Two of the main principles at work here are the Extension Principle and the Transfer Principle.

The Extension Principle asserts that any real function has a natural extension; for example, a sequence $u=(u_n)$ of real numbers can be viewed as a function $u:\mathbb N \to \mathbb R$, and therefore has a natural extension $u: {}^\ast \mathbb N \to {}^\ast \mathbb R$.

Thus means that the extended sequence now has terms labeled by all hypernatural numbers, say $H$, as well, so that $u_H$ is well defined. For example if the sequence tends to infinity then the term $u_H$ will be infinitesimal for all infinite $H$. This is shown using the Transfer Principle.

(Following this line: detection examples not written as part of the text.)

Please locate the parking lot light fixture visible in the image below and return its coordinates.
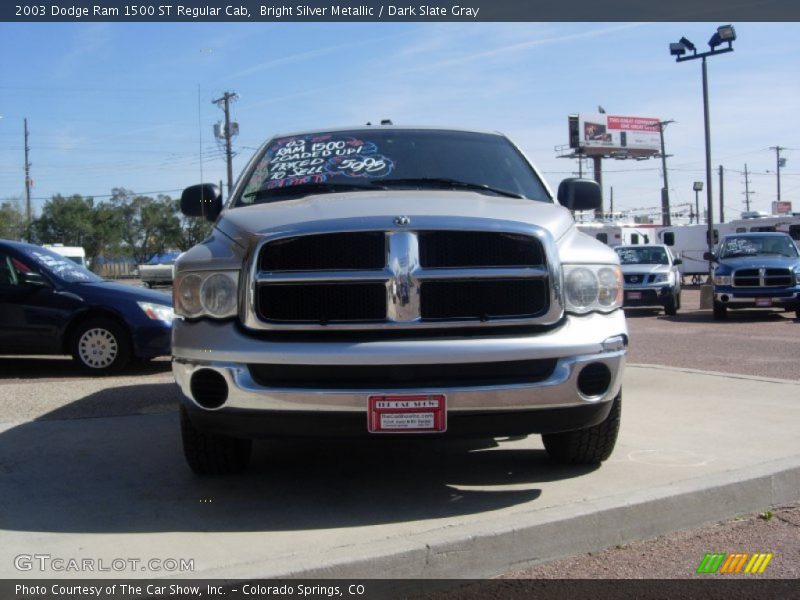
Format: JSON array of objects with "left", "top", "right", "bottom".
[{"left": 669, "top": 25, "right": 736, "bottom": 281}]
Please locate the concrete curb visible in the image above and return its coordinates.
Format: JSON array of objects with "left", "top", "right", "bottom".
[{"left": 288, "top": 457, "right": 800, "bottom": 579}]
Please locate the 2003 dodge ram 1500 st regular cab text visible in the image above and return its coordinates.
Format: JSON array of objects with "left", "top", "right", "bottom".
[{"left": 172, "top": 126, "right": 628, "bottom": 474}]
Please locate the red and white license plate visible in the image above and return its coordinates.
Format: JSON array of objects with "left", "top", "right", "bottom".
[{"left": 367, "top": 394, "right": 447, "bottom": 433}]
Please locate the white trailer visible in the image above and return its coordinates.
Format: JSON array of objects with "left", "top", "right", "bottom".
[
  {"left": 728, "top": 216, "right": 800, "bottom": 241},
  {"left": 575, "top": 223, "right": 625, "bottom": 248},
  {"left": 44, "top": 244, "right": 89, "bottom": 269},
  {"left": 655, "top": 223, "right": 734, "bottom": 278}
]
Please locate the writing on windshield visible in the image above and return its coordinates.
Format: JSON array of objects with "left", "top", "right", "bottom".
[{"left": 244, "top": 134, "right": 394, "bottom": 196}]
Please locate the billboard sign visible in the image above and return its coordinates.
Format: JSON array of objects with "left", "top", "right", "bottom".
[
  {"left": 569, "top": 113, "right": 661, "bottom": 156},
  {"left": 772, "top": 201, "right": 792, "bottom": 215}
]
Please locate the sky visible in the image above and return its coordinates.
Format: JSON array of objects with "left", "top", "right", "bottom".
[{"left": 0, "top": 22, "right": 800, "bottom": 220}]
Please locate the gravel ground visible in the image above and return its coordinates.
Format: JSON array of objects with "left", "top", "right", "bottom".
[{"left": 502, "top": 502, "right": 800, "bottom": 579}]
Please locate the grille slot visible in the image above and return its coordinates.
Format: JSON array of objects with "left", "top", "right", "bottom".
[
  {"left": 258, "top": 283, "right": 386, "bottom": 324},
  {"left": 418, "top": 231, "right": 545, "bottom": 268},
  {"left": 259, "top": 231, "right": 386, "bottom": 272},
  {"left": 248, "top": 359, "right": 557, "bottom": 390},
  {"left": 420, "top": 279, "right": 546, "bottom": 320}
]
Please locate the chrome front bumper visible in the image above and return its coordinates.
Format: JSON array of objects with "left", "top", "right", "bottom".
[{"left": 173, "top": 310, "right": 627, "bottom": 413}]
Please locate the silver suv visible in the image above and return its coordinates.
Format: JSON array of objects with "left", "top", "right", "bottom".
[{"left": 173, "top": 126, "right": 628, "bottom": 474}]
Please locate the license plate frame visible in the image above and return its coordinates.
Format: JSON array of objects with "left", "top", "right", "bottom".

If a sequence $(u_n)$ tends to infinity then $u_H$ will be an infinite hyperreal number for all infinite values $H$ of the index.

The limit of a sequence is defined as the standard part of $u_H$ for infinite $H$. If $u_H$ happens to be infinite then the standard part is not defined and the limit does not exist.

This also provides an explanation of "infinite sums" (more precisely, hyperfinite sums) as follows. Denote by $S_n$ the partial sum of the series defined by the sequence $(u_n)$, so that $S_1=u_1$, $S_2=u_1+u+2, S_3=u_1+u_2+u_3$, etc. Then the sequence of partial sums $(S_n)$ has a natural extension by the Extension Principle. Thus $S_H$ is now defined for an infinite hypernatural $H$. This is the kind of "infinite sum" you have in Robinson's framework. If the series converges then its sum is the standard part of $S_H$.